Marg Kronfeld is a New Zealand professional and the company director of BK Enterprises. As an experienced manager and director, Marg Kronfeld has developed methods to encourage leadership within her companies. If you’d like to do the same in your own professional endeavors, try tactics like those listed below:

  • Establish a Vision – Communicate a clear vision to every team member so that they know where the company is headed. Helping your employees understand your overall vision for the organization helps each member see how their role is important to the bigger picture. This can encourage team members to work harder and improve company morale. Adding a non-profit cause to the organization’s vision, such as donating monthly funds to a charitable cause, can also encourage employees to work harder.
  • Encourage Learning and Development – Offering proper training and leadership development programs to employees gives them a chance to learn about their current role and to prepare for advancement. This can be as simple as encouraging your senior employees to mentor fresh talent or as in-depth as hiring on new team leaders for these programs.
  • Talk About Leadership Traits – Scheduling regular meetings to discuss leadership development and talents can encourage employees to overcome obstacles and improve skills. Identify personal strengths of individual employees to the group, too, to show that you appreciate and applaud what each person brings to the table.

Many successful professionals seek mentorship from seasoned businesspersons like Marg Kronfeld. Try reaching out to a few such pros in your area to locate a beneficial mentorship of your own.

 

Marg Kronfeld – Effective Debriefing

Marg Kronfeld is a New Zealand businesswoman with more than three decades in management positions. Like many diverse professionals, Marg Kronfeld is often tasked with staff development and team leadership roles. Positions like these require effective handling of employees, and a large part of that is debriefing. If you need to improve your debriefing skills, consider including points like those below in your sessions:

What Worked?

Examine what worked well and what parts you would do again after each project or discussion. This will help you and your team identify positive factors so that you can focus on them in similar situations in the future. Allow team members to give their input on what they think worked and what they think should be repeated.

What Didn’t Work?

Talk about what aspects did not work well and what points you might have missed during a project. Look at choices that backfired, underestimations of required time or money, lessons learned and sources of confusion. Even if a project went well or a meeting did not have anything that you think “didn’t work,” cover the question briefly to give all team members a chance to give their input.

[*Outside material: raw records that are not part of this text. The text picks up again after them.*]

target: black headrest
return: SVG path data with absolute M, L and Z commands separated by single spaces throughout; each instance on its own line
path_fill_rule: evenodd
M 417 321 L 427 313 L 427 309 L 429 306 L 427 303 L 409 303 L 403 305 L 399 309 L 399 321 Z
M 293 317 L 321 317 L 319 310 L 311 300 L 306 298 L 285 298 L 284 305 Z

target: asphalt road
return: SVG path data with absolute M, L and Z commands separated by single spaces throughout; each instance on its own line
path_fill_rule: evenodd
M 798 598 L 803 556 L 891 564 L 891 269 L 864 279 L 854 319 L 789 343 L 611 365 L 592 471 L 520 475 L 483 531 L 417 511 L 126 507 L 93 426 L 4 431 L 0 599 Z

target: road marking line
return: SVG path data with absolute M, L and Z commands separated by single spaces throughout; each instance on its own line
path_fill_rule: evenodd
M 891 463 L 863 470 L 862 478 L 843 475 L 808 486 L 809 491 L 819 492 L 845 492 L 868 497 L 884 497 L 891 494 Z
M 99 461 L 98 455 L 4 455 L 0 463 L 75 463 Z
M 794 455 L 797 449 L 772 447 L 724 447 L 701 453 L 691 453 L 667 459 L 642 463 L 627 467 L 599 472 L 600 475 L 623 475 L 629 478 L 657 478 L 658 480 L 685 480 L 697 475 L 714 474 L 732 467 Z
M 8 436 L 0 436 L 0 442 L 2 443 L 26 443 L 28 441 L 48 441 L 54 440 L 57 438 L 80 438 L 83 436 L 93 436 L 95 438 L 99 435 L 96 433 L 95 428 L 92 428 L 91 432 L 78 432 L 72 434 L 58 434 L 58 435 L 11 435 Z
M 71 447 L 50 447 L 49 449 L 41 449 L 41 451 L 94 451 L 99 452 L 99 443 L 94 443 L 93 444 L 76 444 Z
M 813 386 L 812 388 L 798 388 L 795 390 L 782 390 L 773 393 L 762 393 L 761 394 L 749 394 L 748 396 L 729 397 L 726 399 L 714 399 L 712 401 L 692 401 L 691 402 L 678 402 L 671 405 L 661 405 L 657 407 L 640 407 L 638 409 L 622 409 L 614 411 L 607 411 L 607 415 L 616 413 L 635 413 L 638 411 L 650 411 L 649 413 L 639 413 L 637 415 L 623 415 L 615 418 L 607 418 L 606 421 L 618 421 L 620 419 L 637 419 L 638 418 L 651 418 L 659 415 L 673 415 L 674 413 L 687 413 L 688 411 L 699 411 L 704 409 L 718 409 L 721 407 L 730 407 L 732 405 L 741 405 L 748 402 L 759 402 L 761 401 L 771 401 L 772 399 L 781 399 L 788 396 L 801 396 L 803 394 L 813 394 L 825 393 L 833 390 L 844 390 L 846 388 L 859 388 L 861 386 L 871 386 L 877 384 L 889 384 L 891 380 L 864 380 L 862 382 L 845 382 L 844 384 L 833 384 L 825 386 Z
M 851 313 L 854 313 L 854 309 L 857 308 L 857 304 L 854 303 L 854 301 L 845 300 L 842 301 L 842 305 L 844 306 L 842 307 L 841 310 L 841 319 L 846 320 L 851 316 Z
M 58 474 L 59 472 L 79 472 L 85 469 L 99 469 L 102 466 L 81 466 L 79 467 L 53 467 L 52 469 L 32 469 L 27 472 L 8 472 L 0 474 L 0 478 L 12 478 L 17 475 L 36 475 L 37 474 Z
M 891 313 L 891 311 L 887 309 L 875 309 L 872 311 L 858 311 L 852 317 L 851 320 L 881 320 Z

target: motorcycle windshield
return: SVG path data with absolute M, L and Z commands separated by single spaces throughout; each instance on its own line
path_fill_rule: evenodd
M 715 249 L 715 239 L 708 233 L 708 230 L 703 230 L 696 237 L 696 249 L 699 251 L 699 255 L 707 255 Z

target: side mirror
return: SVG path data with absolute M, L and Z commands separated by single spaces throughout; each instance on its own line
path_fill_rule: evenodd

What Could We Do Differently?

Talking about what you could do differently in a similar future situation gives team members a chance to be heard. Ask this question only after discussing what didn’t work so that you can apply a full scope of the situation to considerations for future projects.

As you gain experience debriefing employees and handling general management, you will develop your own methods and styles. If you’d like some help in the early stages, consider contacting a professional like Marg Kronfeld in your area and asking for advice over coffee.